Meu coração interiorano bate e sofre por essa gente humilde que sobrevive pelos arrabaldes das nossas pequenas cidades do Interior e ao redor da Capital, nas vilas, nas ilhas, lutando todos os dias por um prato de comida. Dentro dessas casinhas de madeira apodrecida, erguidas sobre úmidos pátios cercados por taquara, cercadas de lixo, moram trabalhadores de sol a sol, changueiros, biscateiros, muitos deles vindos com a família inteira dos fundões de campo, fugindo do desemprego e das mudanças socioeconômicas da nossa agropecuária, cada vez mais mecanizada. "São os novos tempos", alegam os patrões, enquanto os despacham sem dó nem piedade. Sem alternativas, vão engrossar o contingente das periferias de pequenas, médias e grandes cidades.

Eu os conheço bem porque vivi ao lado de deles, por entre eles, convivendo diariamente com suas angústias e medos. São antigos tratoristas, lavadeiras, cozinheiras, peões de estância, hoje já apartados do lombo dos cavalos, dos fogões campeiros, andando agora de bicicletas, sacolejando nos velhos ônibus que cruzam essas esburacadas e embarradas  estradas do Interior. Quando arrumam um serviço temporário, porém mais longe, passam semanas longe de casa, distantes das companheiras, sem ver os filhos. Têm olhos vidrados de dor e de desesperança essa gente que batalha com todas as suas esgotadas forças por um real minguado.  É duro, meus amigos, um pai de família voltar para casa com vergonha de não ter como comprar a comida. Ou uma mãe ouvir o filho pequeno chorar sem ter o que oferecer. No bolicho da Vila Rica eu os atendia, nos fins de tarde e me apiedava deles, os que vivem sem trabalho fixo, os sem gleba, os sem amparo, os que andam ao léu, os sem nada. Minha humilde escrita sempre será para eles, para que possam melhorar de vida, para que tenham trabalho e um pão quentinho sobre a mesa.

Dentro desses casebres tem uma alma esquentando uma comida estragada, fervendo um osso, dando uma água com açúcar para uma criança, tentando salvar seus rebentos com frio e fome.  Enquanto nos sites, nos jornais, nos rádios e nas tevês pululam notícias de gente que desvia verbas, compra imóveis, aplica montanhas de dinheiro no exterior, tudo à custa do dinheiro público, às expensas desse povo sofrido, maltratado e que em função disso, fica sem saúde, sem educação e sem trabalho digno.

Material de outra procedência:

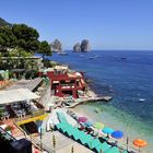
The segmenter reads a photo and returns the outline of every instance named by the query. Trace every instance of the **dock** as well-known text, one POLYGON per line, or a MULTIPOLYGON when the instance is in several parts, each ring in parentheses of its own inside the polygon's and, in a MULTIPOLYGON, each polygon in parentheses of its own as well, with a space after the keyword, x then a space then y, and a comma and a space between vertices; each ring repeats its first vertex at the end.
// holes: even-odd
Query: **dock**
POLYGON ((111 96, 99 96, 99 97, 95 96, 95 97, 78 98, 70 106, 64 106, 64 107, 67 107, 67 108, 74 108, 75 106, 81 105, 81 104, 85 104, 85 103, 93 103, 93 102, 98 102, 98 101, 109 102, 111 99, 113 99, 111 96))

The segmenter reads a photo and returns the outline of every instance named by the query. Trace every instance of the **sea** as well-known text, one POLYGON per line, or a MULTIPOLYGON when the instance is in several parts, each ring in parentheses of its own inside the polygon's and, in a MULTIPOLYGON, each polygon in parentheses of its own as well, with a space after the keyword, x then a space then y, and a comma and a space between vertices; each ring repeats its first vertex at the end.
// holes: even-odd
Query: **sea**
POLYGON ((149 146, 143 150, 153 153, 153 51, 67 52, 46 58, 83 71, 97 95, 113 96, 110 102, 89 103, 78 109, 106 127, 123 131, 131 142, 146 140, 149 146))

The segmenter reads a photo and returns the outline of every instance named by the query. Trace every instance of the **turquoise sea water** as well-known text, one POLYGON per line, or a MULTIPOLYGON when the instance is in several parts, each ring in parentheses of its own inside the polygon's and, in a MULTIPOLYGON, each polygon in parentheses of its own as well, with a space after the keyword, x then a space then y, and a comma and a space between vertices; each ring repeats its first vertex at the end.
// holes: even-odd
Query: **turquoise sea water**
POLYGON ((111 121, 110 126, 120 128, 126 134, 148 140, 149 150, 153 152, 153 51, 68 54, 54 54, 49 59, 85 71, 97 94, 114 97, 110 103, 91 103, 83 107, 98 119, 106 120, 107 117, 106 123, 111 121), (96 107, 103 113, 95 115, 96 107))

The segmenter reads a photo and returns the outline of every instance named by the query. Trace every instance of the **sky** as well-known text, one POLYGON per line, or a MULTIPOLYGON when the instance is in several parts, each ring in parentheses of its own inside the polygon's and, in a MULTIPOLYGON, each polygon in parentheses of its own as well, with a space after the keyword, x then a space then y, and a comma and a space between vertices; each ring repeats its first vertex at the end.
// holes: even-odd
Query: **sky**
POLYGON ((153 0, 0 0, 0 17, 25 23, 64 49, 153 50, 153 0))

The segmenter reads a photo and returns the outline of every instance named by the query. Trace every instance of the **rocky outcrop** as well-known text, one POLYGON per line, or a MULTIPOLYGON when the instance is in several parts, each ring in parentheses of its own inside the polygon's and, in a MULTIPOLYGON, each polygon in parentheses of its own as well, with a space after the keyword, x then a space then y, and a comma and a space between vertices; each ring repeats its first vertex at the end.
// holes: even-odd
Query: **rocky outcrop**
POLYGON ((90 42, 87 39, 82 40, 82 43, 81 43, 81 51, 82 52, 91 51, 90 42))
POLYGON ((76 43, 76 44, 73 46, 73 51, 75 51, 75 52, 80 52, 80 51, 81 51, 81 45, 80 45, 80 43, 76 43))
POLYGON ((62 51, 62 45, 61 42, 59 39, 55 39, 51 44, 51 50, 54 52, 61 52, 62 51))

Ah, também me corrói a alma ver as crianças sem estudar, os guris sendo cooptados pelo tráfico e as meninas sendo abusadas e depois se perdendo na vida, vítimas de homens sem escrúpulos.

E ali, olhe bem,  está um recém despachado, ainda de bombacha, palheiro apertado nos beiços, tomando um mate. Se "alembrando"  dos tempos em que apartava novilhos na coxilha, que desenrolava o treze braças e o soltava numa armada grande, de quando fazia proezas numa cancha de tava e até mesmo quando voltava do rancho da prenda que amava.  Mas não, agora são novos tempos. Agora ganha uns pilas fazendo fretes numa gaiota puxada por um matungo magro. Não se entrega, é verdade, mas seu peito de gaúcho campeiro está virado em cinzas, dolorido e triste como as noites deste arrabalde.